Jack regresó al coche de Martínez y rebuscó entre las herramientas del maletero. El policía no llevaba gran cosa, pero a él le bastaba con un simple destornillador. Lo encontró junto a la rueda de repuesto. Ahora que tenía los ojos más acostumbrados a la oscuridad, se dio cuenta de que a la luz del día sería fácil ver el coche. Cerca había una hondonada. Quitó el freno de mano y fue empujándolo hasta que se perdió en ella por su propia inercia. No hizo demasiado ruido. Se detuvo poco a poco, hasta quedar clavado en la arena, fuera de la vista de quien no se aproximara adrede al lugar.

Junto al edificio de las habitaciones había otros tres coches. Aunque no era probable que a esas horas alguien lo viera, Jack eligió una enorme camioneta, que era la que estaba más escondida de posibles miradas. Se agachó junto al maletero y desatornilló la placa trasera. Después la cambió con la del coche del viajante. Antes de dar por terminado su plan, comprobó que ninguno de los dos vehículos llevaba placa en la parte delantera —la camioneta, en realidad, tenía colocada una bandera de la Confederación a modo de adorno—. En ese estado no era obligatoria la matrícula delantera, pero aun así muchos las llevaban.

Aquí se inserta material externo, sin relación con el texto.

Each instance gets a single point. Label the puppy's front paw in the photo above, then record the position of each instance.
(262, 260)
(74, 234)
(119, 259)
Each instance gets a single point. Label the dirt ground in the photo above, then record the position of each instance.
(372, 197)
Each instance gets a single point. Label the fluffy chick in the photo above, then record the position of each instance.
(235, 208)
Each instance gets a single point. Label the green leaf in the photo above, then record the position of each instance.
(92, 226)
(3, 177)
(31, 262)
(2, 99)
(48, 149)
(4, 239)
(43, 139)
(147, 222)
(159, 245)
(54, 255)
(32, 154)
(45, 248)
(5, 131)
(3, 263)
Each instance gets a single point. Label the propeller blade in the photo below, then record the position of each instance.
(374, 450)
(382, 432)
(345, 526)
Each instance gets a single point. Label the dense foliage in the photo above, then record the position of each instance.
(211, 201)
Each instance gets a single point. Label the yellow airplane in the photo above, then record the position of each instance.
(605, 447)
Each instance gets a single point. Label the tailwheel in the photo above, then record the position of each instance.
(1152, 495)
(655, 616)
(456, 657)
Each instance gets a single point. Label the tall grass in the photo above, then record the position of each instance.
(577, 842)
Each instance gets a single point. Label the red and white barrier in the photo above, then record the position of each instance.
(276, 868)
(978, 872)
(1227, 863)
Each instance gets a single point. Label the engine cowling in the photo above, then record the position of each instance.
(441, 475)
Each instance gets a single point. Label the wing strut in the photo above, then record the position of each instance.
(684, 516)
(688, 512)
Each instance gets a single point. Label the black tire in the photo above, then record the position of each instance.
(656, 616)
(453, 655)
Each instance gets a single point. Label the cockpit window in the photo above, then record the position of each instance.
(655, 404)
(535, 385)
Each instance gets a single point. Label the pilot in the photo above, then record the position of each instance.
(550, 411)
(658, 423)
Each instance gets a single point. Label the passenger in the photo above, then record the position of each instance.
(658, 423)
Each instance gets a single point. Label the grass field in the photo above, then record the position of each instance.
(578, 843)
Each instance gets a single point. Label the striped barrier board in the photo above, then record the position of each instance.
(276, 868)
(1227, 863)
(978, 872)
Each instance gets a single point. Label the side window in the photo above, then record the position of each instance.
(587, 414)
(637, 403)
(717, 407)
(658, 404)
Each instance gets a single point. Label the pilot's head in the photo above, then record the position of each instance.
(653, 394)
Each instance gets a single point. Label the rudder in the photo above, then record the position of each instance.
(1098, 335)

Por último, se sentó en el coche del viajante, colocó la llave en el arranque y abrió la otra puerta, la del conductor. Quitó el freno de mano, sacó medio cuerpo fuera y empujó el vehículo hacia atrás, describiendo una curva. Lo hizo sin dejar de dirigir su mirada hacia la habitación del hombre. La cortina de la ventana seguía corrida y no se veía ninguna luz en el interior, a través de sus comisuras o de la rendija por debajo de la puerta. Esperaba haberle atado lo bastante bien.

Cuando el coche alcanzó el final del motel, Jack lo empujó en sentido contrario hasta desaparecer entre las arizónicas, donde antes había escondido el de Martínez. Sólo allí se atrevió a encender el motor, aunque no las luces. Salió a la vía de grava a oscuras, recorrió el pequeño trecho y, justo al girar hacia la carretera, las encendió.

Ahora tenía que darse prisa. Con suerte, dispondría del tiempo suficiente para salir del estado. Quizá pudiera llegar hasta Dallas antes de que la policía encontrara el automóvil de Martínez y lo relacionara con el robo del coche del viajante. Y, además, tendrían que identificar la matrícula que llevaba ahora. No era un plan perfecto, pero sólo podía aferrarse a él. No iba a dejar que Atterton quedara impune por el asesinato de su familia.